In what respects are plants useful to man? What purpose is served by their beauty? What lesson should we learn from it? How many species of plants are known? What effect does the breathing of animals produce on the surrounding air? How is this effect counteracted? What would happen if it were not counteracted? Of what parts do seeds usually consist? What is the use of the cotyledons, and what becomes of them as the plant grows? From which part of the seed does the root of the plant proceed? Which part sprouts upwards? Explain the words dicotyledonous, monocotyledonous, and acotyledonous, with examples. Name some plants which are propagated by spores.

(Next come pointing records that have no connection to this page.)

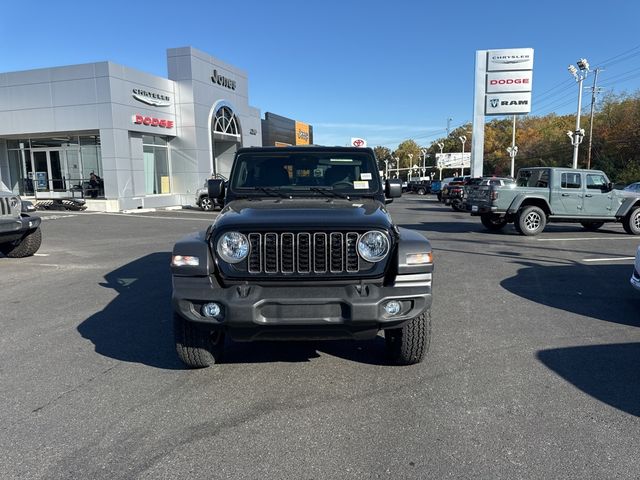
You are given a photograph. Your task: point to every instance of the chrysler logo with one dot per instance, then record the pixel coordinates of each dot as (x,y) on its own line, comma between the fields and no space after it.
(510,59)
(151,98)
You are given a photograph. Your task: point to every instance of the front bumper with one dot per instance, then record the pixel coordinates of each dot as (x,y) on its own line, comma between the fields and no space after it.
(16,227)
(480,209)
(275,312)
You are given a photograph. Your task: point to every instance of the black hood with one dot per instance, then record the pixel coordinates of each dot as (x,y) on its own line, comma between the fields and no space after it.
(307,213)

What is the influence on germination of moisture? of air? of heat? of light? What are the organs of nutrition in plants? What are the uses of the root? How does it accomodate itself to the soil? Which parts of it imbibe nourishment? In what form must such nourishment be? What is the use of manure? Give examples of peculiarly shaped stems. Classify stems according to their mode of growth. What kind of leaves usually grow on exogenous stems? on endogenous stems? What is the effect of leaves on climate? What purposes do they serve in nourishing the plant?

EXCHANGE.

In the earlier stages of society, exchanges were effected by direct giving and taking of commodity for commodity, or, as it is termed, barter; but great and serious difficulties attended this system, difficulties ever more deeply felt as exchanges multiply and become more various: the baker may not want the shoemaker's shoes, if the latter want his bread; but the latter may not want as much bread as equals the value of a pair of shoes, and payment by a half or a third of a pair of shoes is impossible. A medium of exchange, accordingly, is introduced; usually, the precious metals. Exchange, thus facilitated by the adoption of a medium which all are ready to receive, and by which most minute proportions of value may be easily represented, proceeds with vastly increased rapidity.

Exchanges becoming thus continually more frequent and complicated, it is found convenient and advantageous, on the principle of the division of labour, that a class of men should devote themselves to conduct the business of exchange solely, the work of production being left to others. By the introduction of merchants, who do not themselves produce, a greater amount of production is attained, on the whole, than would be possible if all both produced and exchanged without their intervention.

But for facility and frequency of exchange, even at home, rapidity, and ease, and safety of communication are indispensable; good roads, swift conveyances, canals, and ultimately railways arise, with their adjuncts of carriers and couriers, and post-establishments, and telegraphs of even greater ingenuity and efficiency.